[Python-3000] PEP 3113 (Removal of Tuple Parameter Unpacking)
Brett Cannon
brett at python.org
Sat Mar 3 01:56:59 CET 2007
Those of you who attended PyCon 2007 probably know what PEP 3113 is
all about: the removal of the automatic unpacking of sequence
arguments when a tuple parameter is present in a function's signature
(e.g., the ``(b, c)`` in ``def fxn(a, (b, c), d): pass``). Thanks to
everyone who helped provide arguments for as to why they need to go
(and even Ping who said he likes these things =).
The PEP has been committed so those of you who prefer reading PEPs
through a browser should be able to in about an hour.
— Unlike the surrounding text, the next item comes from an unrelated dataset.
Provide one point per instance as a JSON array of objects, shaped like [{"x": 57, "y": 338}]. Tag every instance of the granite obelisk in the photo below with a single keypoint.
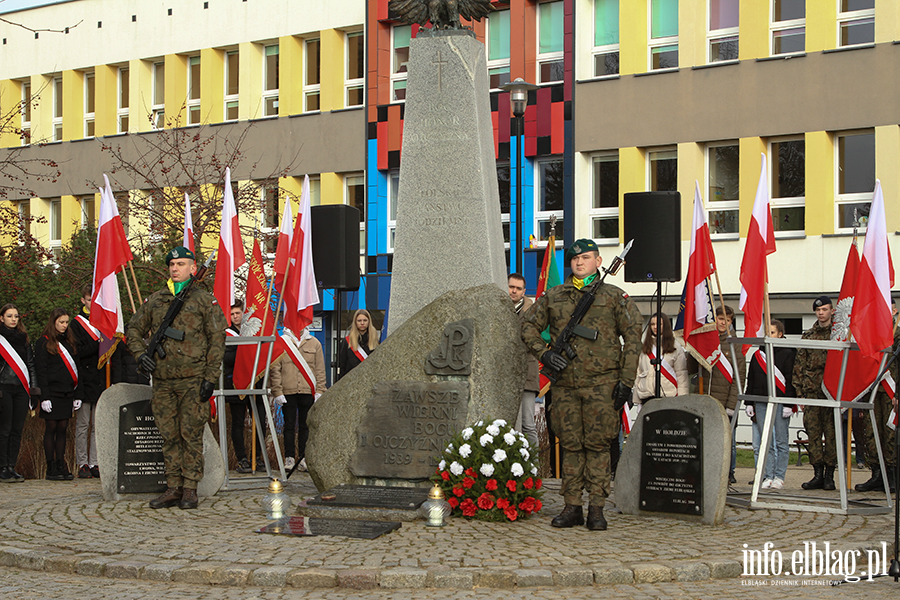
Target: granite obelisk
[{"x": 449, "y": 235}]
-------------------------------------------------
Abstract
========
Tuple parameter unpacking is the use of a tuple as a parameter in a
function signature so as to have a sequence argument automatically
unpacked. An example is::
def fxn(a, (b, c), d):
pass
The use of ``(b, c)`` in the signature requires that the second
argument to the function be a sequence of length two (e.g.,
``[42, -13]``). When such a sequence is passed it is unpacked and
has its values assigned to the parameters, just as if the statement
``b, c = [42, -13]`` had been executed in the parameter.
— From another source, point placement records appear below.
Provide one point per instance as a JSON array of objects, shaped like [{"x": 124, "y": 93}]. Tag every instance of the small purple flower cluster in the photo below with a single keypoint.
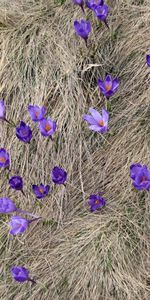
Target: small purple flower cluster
[
  {"x": 139, "y": 174},
  {"x": 100, "y": 9},
  {"x": 17, "y": 223}
]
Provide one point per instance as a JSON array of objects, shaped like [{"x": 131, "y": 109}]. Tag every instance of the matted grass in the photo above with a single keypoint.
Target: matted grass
[{"x": 73, "y": 254}]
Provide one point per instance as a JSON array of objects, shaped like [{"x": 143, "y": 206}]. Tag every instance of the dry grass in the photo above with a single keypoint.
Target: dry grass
[{"x": 76, "y": 254}]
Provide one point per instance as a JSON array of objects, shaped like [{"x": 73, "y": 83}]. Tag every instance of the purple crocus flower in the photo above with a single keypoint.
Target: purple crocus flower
[
  {"x": 37, "y": 113},
  {"x": 93, "y": 3},
  {"x": 102, "y": 12},
  {"x": 40, "y": 191},
  {"x": 16, "y": 183},
  {"x": 4, "y": 158},
  {"x": 47, "y": 127},
  {"x": 148, "y": 59},
  {"x": 95, "y": 202},
  {"x": 21, "y": 274},
  {"x": 82, "y": 29},
  {"x": 19, "y": 225},
  {"x": 140, "y": 176},
  {"x": 8, "y": 206},
  {"x": 80, "y": 3},
  {"x": 59, "y": 175},
  {"x": 109, "y": 86},
  {"x": 23, "y": 132},
  {"x": 97, "y": 121},
  {"x": 2, "y": 110}
]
Unfortunately this feature of Python's rich function signature
abilities, while handy in some situations, causes more issues than
they are worth. Thus this PEP proposes their removal from the
language in Python 3.0.
Why They Should Go
==================
Introspection Issues
--------------------
Python has very powerful introspection capabilities. These extend to
function signatures. There are no hidden details as to what a
function's call signature is. In general it is fairly easy to figure
out various details about a function's signature by viewing the
function object and various attributes on it (including the function's
``func_code`` attribute).
But there is great difficulty when it comes to tuple parameters. The
existence of a tuple parameter is denoted by it name being made of a
``.`` and a number in the ``co_varnames`` attribute of the function's
code object. This allows the tuple argument to be bound to a name
that only the bytecode is aware of and cannot be typed in Python
source. But this does not specify the format of the tuple: its
length, whether there are nested tuples, etc.
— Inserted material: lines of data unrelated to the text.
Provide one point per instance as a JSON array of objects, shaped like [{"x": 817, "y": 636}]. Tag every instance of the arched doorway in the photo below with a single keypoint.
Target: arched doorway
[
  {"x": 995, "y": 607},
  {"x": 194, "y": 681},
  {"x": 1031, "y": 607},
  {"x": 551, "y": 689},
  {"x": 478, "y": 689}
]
In order to get all of the details about the tuple from the function
one must analyse the bytecode of the function. This is because the
first bytecode in the function literally translates into the tuple
argument being unpacked. Assuming the tuple parameter is
named ``.1`` and is expected to unpack to variables ``spam`` and
``monty`` (meaning it is the tuple ``(spam, monty)``), the first
bytecode in the function will be for the statement
``spam, monty = .1``. This means that to know all of the details of
the tuple parameter one must look at the initial bytecode of the
function to detect tuple unpacking for parameters formatted as
``\.\d+`` and deduce any and all information about the expected
argument. Bytecode analysis is how the ``inspect.getargspec``
function is able to provide information on tuple parameters. This is
not easy to do and is burdensome on introspection tools as they must
know how Python bytecode works (an otherwise unneeded burden as all
other types of parameters do not require knowledge of Python
bytecode).
The difficulty of analysing bytecode not withstanding, there is
another issue with the dependency on using Python bytecode.
IronPython [#ironpython]_ does not use Python's bytecode. Because it
is based on the .NET framework it instead stores MSIL [#MSIL]_ in
``func_code.co_code`` attribute of the function. This fact prevents
the ``inspect.getargspec`` function from working when run under
IronPython. It is unknown whether other Python implementations are
affected but is reasonable to assume if the implementation is not just
a re-implementation of the Python virtual machine.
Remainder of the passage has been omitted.